How to Become a Pro (or at Least Get Better) at Time Management

Do you struggle to meet deadlines and complete tasks? Almost everyone can get better at time management, and even small investments can yield big rewards. Your work will improve, you’ll be less stressed, and you’ll have more time to work on the things that interest you most—or to focus on the rest of your life. These simple steps can help you get better at time management.

Learn how long tasks take you, and allot the time they require. Many of us underestimate how long it takes to complete a task. Look back at the past to see how much time your major tasks take you. Then block the time you need on your calendar to get those tasks done.

Make your own stricter deadlines. Have a big project due on the 15th? Give yourself a deadline of the 12th. If life happens and you don’t finish on the 12th, you can still finish on time. If you finish on the 12th, give your project an extra proofread, set it aside and look at it again to see if any final great ideas occur to you. Or use that extra time to ask a colleague who brings a different lens and perspective to take a look!
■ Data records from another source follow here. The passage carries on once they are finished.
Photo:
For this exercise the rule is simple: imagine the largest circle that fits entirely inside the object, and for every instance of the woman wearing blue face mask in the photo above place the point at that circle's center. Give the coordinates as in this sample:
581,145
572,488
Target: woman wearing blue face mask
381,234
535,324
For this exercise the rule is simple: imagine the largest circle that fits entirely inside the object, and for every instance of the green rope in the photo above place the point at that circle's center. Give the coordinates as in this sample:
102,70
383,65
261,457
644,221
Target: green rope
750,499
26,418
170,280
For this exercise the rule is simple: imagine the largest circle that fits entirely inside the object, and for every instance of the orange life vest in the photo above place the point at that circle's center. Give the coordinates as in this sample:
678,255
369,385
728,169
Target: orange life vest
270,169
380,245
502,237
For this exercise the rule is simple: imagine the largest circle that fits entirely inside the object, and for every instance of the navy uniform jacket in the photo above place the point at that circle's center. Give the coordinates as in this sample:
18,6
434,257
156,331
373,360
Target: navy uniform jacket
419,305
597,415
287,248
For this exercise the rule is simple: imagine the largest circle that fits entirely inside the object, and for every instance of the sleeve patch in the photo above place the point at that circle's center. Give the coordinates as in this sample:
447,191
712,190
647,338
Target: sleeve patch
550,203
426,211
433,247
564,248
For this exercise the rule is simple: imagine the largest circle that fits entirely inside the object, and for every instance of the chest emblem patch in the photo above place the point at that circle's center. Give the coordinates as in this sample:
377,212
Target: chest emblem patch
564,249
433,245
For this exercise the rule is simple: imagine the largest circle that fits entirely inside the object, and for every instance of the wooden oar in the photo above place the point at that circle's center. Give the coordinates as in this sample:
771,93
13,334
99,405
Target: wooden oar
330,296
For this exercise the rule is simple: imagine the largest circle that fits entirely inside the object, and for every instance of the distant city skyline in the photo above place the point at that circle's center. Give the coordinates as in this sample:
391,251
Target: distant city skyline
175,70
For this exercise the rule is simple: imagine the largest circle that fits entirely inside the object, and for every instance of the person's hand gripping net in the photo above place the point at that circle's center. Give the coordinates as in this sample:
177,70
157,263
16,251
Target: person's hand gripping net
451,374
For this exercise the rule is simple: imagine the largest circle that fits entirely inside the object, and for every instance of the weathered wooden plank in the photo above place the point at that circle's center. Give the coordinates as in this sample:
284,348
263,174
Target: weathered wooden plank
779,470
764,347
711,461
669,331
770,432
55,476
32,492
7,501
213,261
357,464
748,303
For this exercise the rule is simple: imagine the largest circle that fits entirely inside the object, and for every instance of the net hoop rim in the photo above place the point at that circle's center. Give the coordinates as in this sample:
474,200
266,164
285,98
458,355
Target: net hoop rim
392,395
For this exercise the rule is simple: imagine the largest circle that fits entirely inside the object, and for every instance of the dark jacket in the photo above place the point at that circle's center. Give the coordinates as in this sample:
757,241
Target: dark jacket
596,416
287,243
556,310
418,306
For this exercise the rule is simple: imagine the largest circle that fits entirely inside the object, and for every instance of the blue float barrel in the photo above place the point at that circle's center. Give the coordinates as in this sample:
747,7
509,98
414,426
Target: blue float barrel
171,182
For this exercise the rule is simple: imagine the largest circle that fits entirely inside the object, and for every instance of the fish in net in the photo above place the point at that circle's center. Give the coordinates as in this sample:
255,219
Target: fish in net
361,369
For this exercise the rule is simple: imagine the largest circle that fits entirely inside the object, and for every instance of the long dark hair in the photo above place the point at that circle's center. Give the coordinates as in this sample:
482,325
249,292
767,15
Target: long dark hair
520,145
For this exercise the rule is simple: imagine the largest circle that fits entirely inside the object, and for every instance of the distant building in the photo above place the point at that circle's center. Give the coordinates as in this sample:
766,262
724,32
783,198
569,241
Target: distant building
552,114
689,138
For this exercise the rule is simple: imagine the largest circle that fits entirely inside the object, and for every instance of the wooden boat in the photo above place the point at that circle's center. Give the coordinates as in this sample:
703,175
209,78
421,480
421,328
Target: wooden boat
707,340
Do one thing at a time. Multitasking is a myth. Even if you can only focus on a particular task for a short block of time, you’ll do better work and finish faster than if you juggled it with other things.

Eat the frog. This phrase has become time-management shorthand. Whatever your hardest or most demanding task is, dive into it first thing in the morning and make some progress before you jump into other things.

If you can’t do a lot, do a little. For those tasks you hate or find stressful, schedule short sprints where you work your hardest for 15 to 25 minutes. This will help you make progress and avoid procrastination. Greg McKeown, author of Essentialism, reminds us that “Research has shown that of all forms of human motivation the most effective one is progress. Why? Because a small, concrete win creates momentum and affirms our faith in our further success.”

Do similar tasks in chunks. This could mean setting aside one day a week to meet with constituents, or pulling data for several reports at once. To learn how to “chunk” risk management tasks, see “Chunk Change: Ask for Less to Get More.”

Don’t get sucked into constantly responding to messages. Check email only at designated times, not all day. Even if you can limit looking at your inbox to every half hour, it will make a huge difference. Go longer if you can.

Take breaks between tasks. Step out for a brisk walk, even just around your office building or yard; turn away you’re your screen and look out the window or at a piece of art in the room or in a book; pause to listen to music; or do anything else that clears your head. Taking a break between tasks will help you focus more effectively on your next to-do.

Use a reminder system. Track when tasks need to be done through electronic calendar reminders, or in a paper planner if analog reminders work best for you. Pick one system and stick to it—if you juggle both paper and digital reminders, things can fall through the cracks.

Did you know that time is your most valuable resource? It’s the only asset that can’t be regenerated. We can rebuild a sullied reputation and repair fractured friendships, but we can’t go back in time and re-do yesterday. Investing in time management skills is a wonderful way to steward your most valuable resource!